ビザ・ワールドワイド・ジャパン キトニー氏

大阪でタッチ決済促進

 クレジットカードを端末にかざすだけで支払える「Visaのタッチ決済」の利用拡大などを通じて、消費者の利便性向上や中小規模の加盟店の持続的な成長などを促進する。あわせて公共交通機関での利用や加盟店の拡大でタッチ決済を普及させ、国内外の観光客を呼び込む。「大阪広域データ連携基盤」(ORDEN)との連携によりターゲットマーケティングへの購買データ活用や商品、アプリの開発などイノベーション創出で地域経済の活性化や観光施策、経済活性化策の立案・検証モデルの策定で協力する。4月17日からは、消費者向けにキャンペーンが始まる。

 ビザ・ワールドワイド・ジャパン 代表取締役社長のシータン・キトニー氏は、大阪で今回のプロジェクトを進める理由について、日本を訪れるインバウンド客の4割弱が大阪を訪れていると国際色豊かな地域であることを挙げる。大阪府では今後、大阪・関西万博や性的マイノリティを対象とした旅行業団体「IGLTA」のイベントも控えている。あわせていわゆる“Z世代”の人口に対する割合が全国で14.5%なのに対して、大阪府は20%と若年層の割合が高い。同社は、こうした大阪の人口構成もタッチ決済普及のチャンスと見る。同社と大阪府、大阪観光局は2019年からパートナーシップを締結している。

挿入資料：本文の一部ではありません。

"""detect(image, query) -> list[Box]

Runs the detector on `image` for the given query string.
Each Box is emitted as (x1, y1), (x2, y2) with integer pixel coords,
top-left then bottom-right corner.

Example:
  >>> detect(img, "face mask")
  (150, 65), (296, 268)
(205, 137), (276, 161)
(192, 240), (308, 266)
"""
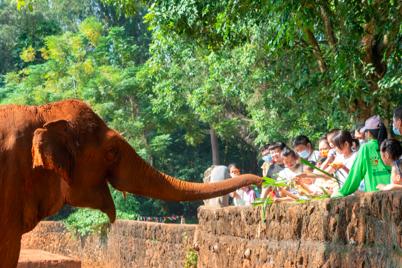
(320, 150), (329, 158)
(262, 154), (272, 163)
(289, 163), (300, 170)
(298, 150), (310, 159)
(392, 125), (401, 136)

 大阪エリア振興プロジェクトにより、消費者は決済体験の向上や安全性の高さを享受できるようになるほか、事業者にも運営効率の向上で持続的なビジネスを実現できるよう支援する。これらにより社会インフラの向上や観光客の増加など自治体にとってのメリットも見込めるとする。

タッチ決済は堅調、全国でも普及進める

 Visaのタッチ決済は堅調に成長しているという。2023年12月時点でのタッチ決済対応クレジットカードの発行枚数は1億2000万枚超。実店舗におけるタッチ決済の利用率は29%と、およそ3件に1件がタッチ決済による。

 コンビニや飲食店、スーパーなど日常的に利用する店舗でもタッチ決済店舗の普及が進んでおり、非日常利用でも2021年~2023年間で5倍の伸びがあった。ユーザーの満足度も高水準という。公共交通機関では全28都道府県で全71プロジェクトが進行中としており、東急電鉄や大阪メトロ、阪急電鉄、名古屋鉄道などでは2024年中にも利用できるようになる見込み。

 消費者向けだけではなく、事業者側にも通常のスマートフォンなどがタッチ決済端末になるソリューション「Tap to Phone」を展開しており、大阪エリア振興プロジェクトでは、こうした仕組みも活用しアピールする。キトニー氏は「持続可能な成長につながる日本の決済の可能性を大阪から広げる。そのパートナーとなるビザは、タッチ決済の技術でキャッシュレス社会への変革の最前線に立つ。我々の目標は日本を決済システムにおけるイノベーションの世界的リーダーとすること」と語った。